“…Chartering a credit union nowadays is a difficult (almost impossible) task. When a credit union merges today, its charter ceases to exist. If… five months later, someone realizes they should have given that credit union one more shot at life, it’s too late.” –Mansel Guerry, CEO of CU24
As of Q2 2015, the credit union movement in the United States was made up of 6,284 credit unions and 102 million members. However, smaller credit unions (those with under $1 billion in assets) are closing their doors at a rapid pace. Unfortunately, they are the institutions that serve the majority of credit union members. Utilizing big data will give small credit unions the tools they need to overcome economies of scale, new regulations and inadequate data volumes that currently give big credit unions and large banks a competitive advantage.
Economies of Scale
Large credit unions and banks have an advantage over small credit unions because they are able to hire more employees who specialize in different areas of big data and analytics. Having a larger team allows them to take full advantage of their data. For example, assigning experts to each business database gives big credit unions and banks the ability to develop and execute strategies around an enterprise vision of their data. As a result, large credit unions and banks have a more complete vision and the ability to execute it.
<$1B Asset Credit Unions
- 6,044 Credit Unions
- 53 Million Members
Regulators are continuously requiring more robust data from credit unions. In order to meet the data demands of regulators, credit unions must begin to strategically store their historical data. Small credit unions will be hit the hardest by new regulations since they already have low staffing levels and smaller data sets. All the work required to prepare for new regulations will drain the staffing capacity for productive work.
Current Expected Credit Loss (CECL) Model
The FASB is finishing a new model for forecasting loan losses. The CECL model will require an extensive data warehouse system to store data strategically. An analytic data model (ADM) will give credit unions the ability to prepare for the upcoming changes in regulations being developed rapidly in a world of increasing volatility. Small credit unions store less data than the big credit unions and banks which puts them at a disadvantage when building predictive models
The amount of data that big credit unions are able to collect can be intimidating. Storing terabytes of data allows larger competitors to make better predictions. A larger sample size gives these competitors the luxury of making decisions based on an abundance of data. With smaller data sets, small credit unions will not be able to build predictive analytics accurately. CECL will require a plethora of data for predicting future activity on the loan portfolio.
Big Data to the Rescue!
Through strategic use of three 3rd party data sources, small credit unions can leverage data to bridge the gap with the larger competitors.
- Industry Data – Credit union industry associations, such as Callahan & Associates, offer data from credit unions’ Call Reports and various other sources. Tapping into their data gives credit unions the chance to utilize big data (currently not stored within their organization) from associations that truly understand the credit union movement. For example, understanding the loan portfolio of credit unions located throughout a community will give credit union leaders a better vision for growth and expansion in the future.

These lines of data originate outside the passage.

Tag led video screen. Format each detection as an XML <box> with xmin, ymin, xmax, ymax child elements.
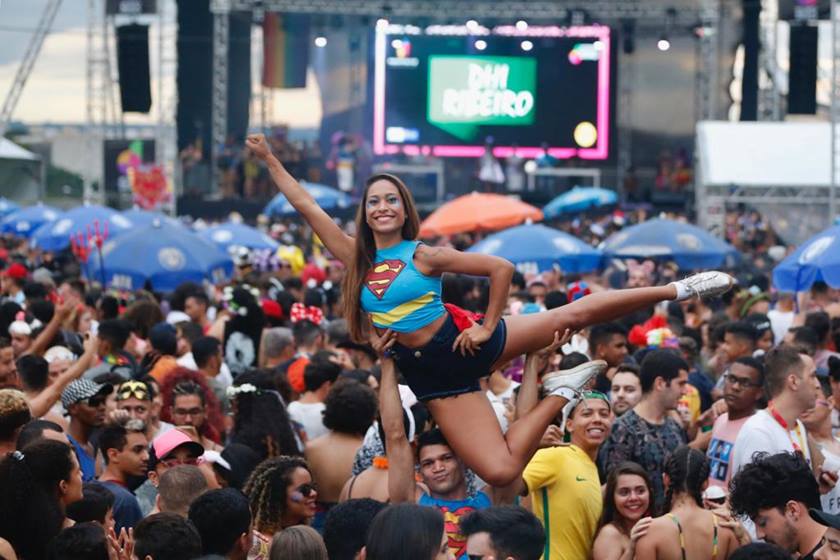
<box><xmin>373</xmin><ymin>24</ymin><xmax>611</xmax><ymax>160</ymax></box>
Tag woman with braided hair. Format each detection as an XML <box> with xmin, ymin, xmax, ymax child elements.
<box><xmin>636</xmin><ymin>446</ymin><xmax>739</xmax><ymax>560</ymax></box>
<box><xmin>243</xmin><ymin>455</ymin><xmax>318</xmax><ymax>560</ymax></box>
<box><xmin>0</xmin><ymin>439</ymin><xmax>82</xmax><ymax>560</ymax></box>
<box><xmin>247</xmin><ymin>135</ymin><xmax>734</xmax><ymax>486</ymax></box>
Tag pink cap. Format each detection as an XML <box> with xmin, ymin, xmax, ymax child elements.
<box><xmin>152</xmin><ymin>428</ymin><xmax>204</xmax><ymax>460</ymax></box>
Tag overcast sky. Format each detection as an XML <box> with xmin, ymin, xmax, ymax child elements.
<box><xmin>0</xmin><ymin>0</ymin><xmax>321</xmax><ymax>127</ymax></box>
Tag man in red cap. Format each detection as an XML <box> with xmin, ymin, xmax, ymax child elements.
<box><xmin>0</xmin><ymin>263</ymin><xmax>29</xmax><ymax>305</ymax></box>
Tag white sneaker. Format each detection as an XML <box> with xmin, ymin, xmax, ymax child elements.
<box><xmin>543</xmin><ymin>360</ymin><xmax>607</xmax><ymax>401</ymax></box>
<box><xmin>671</xmin><ymin>270</ymin><xmax>735</xmax><ymax>301</ymax></box>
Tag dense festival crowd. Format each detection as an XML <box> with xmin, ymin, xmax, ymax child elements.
<box><xmin>0</xmin><ymin>137</ymin><xmax>840</xmax><ymax>560</ymax></box>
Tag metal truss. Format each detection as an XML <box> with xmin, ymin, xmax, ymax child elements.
<box><xmin>0</xmin><ymin>0</ymin><xmax>61</xmax><ymax>137</ymax></box>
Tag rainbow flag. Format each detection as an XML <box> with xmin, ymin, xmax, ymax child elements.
<box><xmin>262</xmin><ymin>13</ymin><xmax>309</xmax><ymax>88</ymax></box>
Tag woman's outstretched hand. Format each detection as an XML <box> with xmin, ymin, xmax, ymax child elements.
<box><xmin>452</xmin><ymin>323</ymin><xmax>493</xmax><ymax>356</ymax></box>
<box><xmin>245</xmin><ymin>134</ymin><xmax>271</xmax><ymax>160</ymax></box>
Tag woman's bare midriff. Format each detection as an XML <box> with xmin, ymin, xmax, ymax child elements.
<box><xmin>376</xmin><ymin>313</ymin><xmax>446</xmax><ymax>348</ymax></box>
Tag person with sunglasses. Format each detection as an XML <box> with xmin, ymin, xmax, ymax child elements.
<box><xmin>243</xmin><ymin>455</ymin><xmax>318</xmax><ymax>560</ymax></box>
<box><xmin>706</xmin><ymin>357</ymin><xmax>764</xmax><ymax>491</ymax></box>
<box><xmin>61</xmin><ymin>379</ymin><xmax>114</xmax><ymax>482</ymax></box>
<box><xmin>115</xmin><ymin>380</ymin><xmax>175</xmax><ymax>440</ymax></box>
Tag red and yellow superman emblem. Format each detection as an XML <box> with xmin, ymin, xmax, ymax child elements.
<box><xmin>365</xmin><ymin>259</ymin><xmax>405</xmax><ymax>299</ymax></box>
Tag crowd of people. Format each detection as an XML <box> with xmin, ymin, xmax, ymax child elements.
<box><xmin>0</xmin><ymin>138</ymin><xmax>840</xmax><ymax>560</ymax></box>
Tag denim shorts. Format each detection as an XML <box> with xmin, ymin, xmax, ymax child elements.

- Public Data – Freely available public data has never been more abundant. Finding data on demographics about a community can be integrated with credit unions internal data. Identifying economic trends, government spending decisions and recent home sales are a few examples of how big data can give small credit unions fresh insight. Companies like Idea5 have a vision to integrate publically available data into credit unions’ strategies.
- Strategic Data pooling – Utilizing an industry standard data pool will allow credit unions to share data from the sources they currently store only internally. Through data encryption, the credit union industry is beginning to find ways to securely pool their data with like-minded credit unions. In order to construct better forecasting models, credit unions need more data. Sharing transactional data directly from its source system will give small credit unions a level playing field with big credit unions in forecasting the future. With the CECL model, credit unions should look for ways to improve their forecasting capabilities. Also, the cost of data experts is beyond most small credit union budgets. By pooling data and cooperating to develop predictive analytics, credit unions can have access to an abundance of data and the experts to build predictive analytics.
The credit union movement needs big and small credit unions alike. In order to unite all credit unions, the playing field should be leveled through technology that is made affordable by CUSOs. By utilizing big data, small credit unions can thrive. The cooperative spirit that began the credit union movement, coupled with a deep understanding of members and the local community, will enable small and large credit unions to work together in their common vision of serving local communities with ethical financial products.